Our Sumer Series theme this year is “Resurrections,” and we are studying the resurrection stories from the Old and New Testaments. Last Wednesday night Paul Johnson did a wonderful job with the raising of Lazarus from John 11, and Jamie Griffith pointed out that at that resurrection event we experience the Humanity and the Divinity of Jesus. This is certainly true.

            The raising of Lazarus is an unprecedented and unduplicated miracle in that Lazarus had been dead so long his body was decomposing.  The entire resurrection event was stage-managed by Jesus to provide a climax to his public ministry – demonstrating His divine control over life and death. There was a crowd there that day that had made the short, two-mile walk from Jerusalem and who carried the report of the miracle back with them.  What the crowd also saw that day was the humanity of Jesus – because they saw Him lose control over his emotions, they saw him shudder and shake, and weep because of the pain his friends were suffering.

            In fact the experience of Jesus as simultaneously human and divine is the goal of John’s gospel, because it is that experience that brings us life. Many other signs therefore Jesus also performed in the presence of His disciples which are not written in this book; but these have been written that you may believe that Jesus is the Christ, the son of God; and that believing you might have life in His name (John 20.30-31). “Life in His name” is a phrase we must give our full attention to. Jesus, the guy from Nazareth is, indeed, the Christ, the Son of God. John says he has chosen the signs included in his gospel because he is confident they will produce faith in Jesus as Christ, in Jesus as God. His expects nothing less than that we experience Jesus as Human and Divine simultaneously.

            The first of the seven signs Jesus performs in his public ministry, the changing water to wine in John 2, accomplishes exactly this.
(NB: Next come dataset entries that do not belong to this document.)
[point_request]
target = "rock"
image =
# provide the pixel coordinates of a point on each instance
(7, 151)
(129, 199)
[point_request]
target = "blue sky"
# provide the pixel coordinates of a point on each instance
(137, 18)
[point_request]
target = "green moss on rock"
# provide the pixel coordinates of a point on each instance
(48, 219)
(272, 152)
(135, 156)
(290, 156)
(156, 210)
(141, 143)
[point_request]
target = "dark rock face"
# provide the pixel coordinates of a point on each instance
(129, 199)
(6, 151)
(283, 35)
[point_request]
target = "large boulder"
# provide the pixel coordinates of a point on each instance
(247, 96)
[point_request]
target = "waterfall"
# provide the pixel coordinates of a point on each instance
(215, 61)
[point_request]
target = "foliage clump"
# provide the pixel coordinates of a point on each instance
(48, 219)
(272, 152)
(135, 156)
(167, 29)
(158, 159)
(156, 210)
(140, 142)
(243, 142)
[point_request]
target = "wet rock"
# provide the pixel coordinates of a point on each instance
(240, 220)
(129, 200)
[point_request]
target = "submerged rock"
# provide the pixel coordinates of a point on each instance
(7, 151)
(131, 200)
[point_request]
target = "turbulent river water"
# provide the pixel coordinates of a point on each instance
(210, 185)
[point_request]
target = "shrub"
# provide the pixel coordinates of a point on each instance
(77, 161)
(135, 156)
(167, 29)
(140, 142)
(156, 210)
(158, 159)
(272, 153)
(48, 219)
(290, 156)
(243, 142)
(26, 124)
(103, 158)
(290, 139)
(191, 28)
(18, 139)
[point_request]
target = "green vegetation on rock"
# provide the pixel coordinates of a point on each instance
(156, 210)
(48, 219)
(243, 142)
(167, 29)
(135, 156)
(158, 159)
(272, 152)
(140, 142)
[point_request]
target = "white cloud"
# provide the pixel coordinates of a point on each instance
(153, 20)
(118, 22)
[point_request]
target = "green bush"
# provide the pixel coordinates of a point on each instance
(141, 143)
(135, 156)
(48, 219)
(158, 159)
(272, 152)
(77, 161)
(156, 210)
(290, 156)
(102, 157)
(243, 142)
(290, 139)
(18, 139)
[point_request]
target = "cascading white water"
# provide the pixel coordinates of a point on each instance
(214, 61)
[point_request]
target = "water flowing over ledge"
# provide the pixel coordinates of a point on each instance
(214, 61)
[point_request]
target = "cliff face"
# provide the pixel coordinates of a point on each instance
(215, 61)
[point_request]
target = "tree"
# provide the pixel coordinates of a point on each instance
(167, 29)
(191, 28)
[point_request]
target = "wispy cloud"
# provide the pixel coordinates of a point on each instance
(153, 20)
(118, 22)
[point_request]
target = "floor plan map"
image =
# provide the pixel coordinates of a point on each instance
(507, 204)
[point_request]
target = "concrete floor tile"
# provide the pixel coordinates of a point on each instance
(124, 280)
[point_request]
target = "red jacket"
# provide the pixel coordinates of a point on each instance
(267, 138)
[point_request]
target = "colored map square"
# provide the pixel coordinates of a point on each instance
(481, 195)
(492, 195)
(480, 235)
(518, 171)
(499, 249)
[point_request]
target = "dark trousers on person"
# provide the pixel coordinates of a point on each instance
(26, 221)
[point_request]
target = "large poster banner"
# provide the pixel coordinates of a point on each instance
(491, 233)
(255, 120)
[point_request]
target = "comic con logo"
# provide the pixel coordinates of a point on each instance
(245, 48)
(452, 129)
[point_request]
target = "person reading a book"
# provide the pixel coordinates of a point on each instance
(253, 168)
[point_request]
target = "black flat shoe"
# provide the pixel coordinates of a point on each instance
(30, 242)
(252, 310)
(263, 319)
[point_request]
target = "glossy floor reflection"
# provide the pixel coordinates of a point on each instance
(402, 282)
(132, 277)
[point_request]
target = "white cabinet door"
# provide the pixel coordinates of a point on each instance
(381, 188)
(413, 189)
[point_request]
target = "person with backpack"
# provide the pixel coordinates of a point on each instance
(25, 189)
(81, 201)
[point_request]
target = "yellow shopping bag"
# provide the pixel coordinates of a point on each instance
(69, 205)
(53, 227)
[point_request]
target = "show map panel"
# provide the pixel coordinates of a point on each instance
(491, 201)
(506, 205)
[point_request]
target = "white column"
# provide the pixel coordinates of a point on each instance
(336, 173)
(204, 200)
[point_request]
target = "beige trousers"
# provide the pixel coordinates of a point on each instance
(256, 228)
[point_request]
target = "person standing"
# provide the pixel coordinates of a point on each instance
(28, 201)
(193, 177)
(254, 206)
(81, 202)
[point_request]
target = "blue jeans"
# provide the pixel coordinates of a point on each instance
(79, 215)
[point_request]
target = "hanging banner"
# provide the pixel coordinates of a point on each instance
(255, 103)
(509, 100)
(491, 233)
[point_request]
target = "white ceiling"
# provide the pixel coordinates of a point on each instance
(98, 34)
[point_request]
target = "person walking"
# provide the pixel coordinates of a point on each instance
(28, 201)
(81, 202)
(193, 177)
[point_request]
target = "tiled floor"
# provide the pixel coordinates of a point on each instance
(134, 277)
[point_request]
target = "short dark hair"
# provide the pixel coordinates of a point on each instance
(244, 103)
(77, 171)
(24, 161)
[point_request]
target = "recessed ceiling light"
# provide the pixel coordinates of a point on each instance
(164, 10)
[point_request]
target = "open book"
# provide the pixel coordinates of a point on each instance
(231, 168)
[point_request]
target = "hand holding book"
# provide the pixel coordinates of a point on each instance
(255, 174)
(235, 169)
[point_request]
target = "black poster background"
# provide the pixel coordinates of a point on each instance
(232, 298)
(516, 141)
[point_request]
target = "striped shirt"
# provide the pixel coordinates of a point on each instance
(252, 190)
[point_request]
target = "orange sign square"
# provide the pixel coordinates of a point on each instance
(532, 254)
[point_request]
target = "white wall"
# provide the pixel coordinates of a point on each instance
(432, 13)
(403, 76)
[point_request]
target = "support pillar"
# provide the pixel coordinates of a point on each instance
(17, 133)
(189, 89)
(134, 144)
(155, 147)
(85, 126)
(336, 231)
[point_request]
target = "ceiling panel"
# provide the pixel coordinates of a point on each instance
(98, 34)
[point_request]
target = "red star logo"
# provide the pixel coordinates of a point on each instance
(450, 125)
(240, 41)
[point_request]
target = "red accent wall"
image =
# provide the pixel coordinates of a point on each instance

It is simultaneously a story about a guy who has a disagreement with his mom (and who gives in to her anyway), and about a God who can change the molecular structure of matter.

            This is, of course, how John and the rest of the apostles experienced Jesus every day – fully Human/fully Divine. This experience was not compartmentalized, broken up into times of Humanity and times of Divinity. Jesus was simultaneously their friend and their Lord, their brother and their God. He is ours as well, and John is fully confident that the Divine Word will sufficiently give us an experience equal to theirs (I John 1.1-4).

            If Jesus is not fully Human he is not qualified to be our Savior. If He is not fully Divine he is not big enough to be our Savior (See Hebrews chapters 1-4).  The writer of Hebrews makes clear that every time we pray, we experience Jesus as simultaneously Human (tempted in all points like we are – 4.15), and Divine (without sin, full of mercy, able to help – 4.15-16).

            This, of course, is how He is able to reconcile us to God, because He is simultaneously us and God. God is fully contained in Jesus’ body (Colossians 2.9), and in Him we are made complete (Colossians 2.10).

            The beauty of John’s gospel is that he doesn’t just explain the theology, he tells us the story. By putting us in the moment when Jesus went from crying to demanding “Lazarus, come forth!” we know subjectively, personally what Paul and the writer of Hebrews explain objectively, theologically. It is this lived experience that produces life-giving faith (John 20.30-31).

            This is why we need time with Jesus – time every day in the gospels. Without the gospels we might have accurate facts, but we will not have life.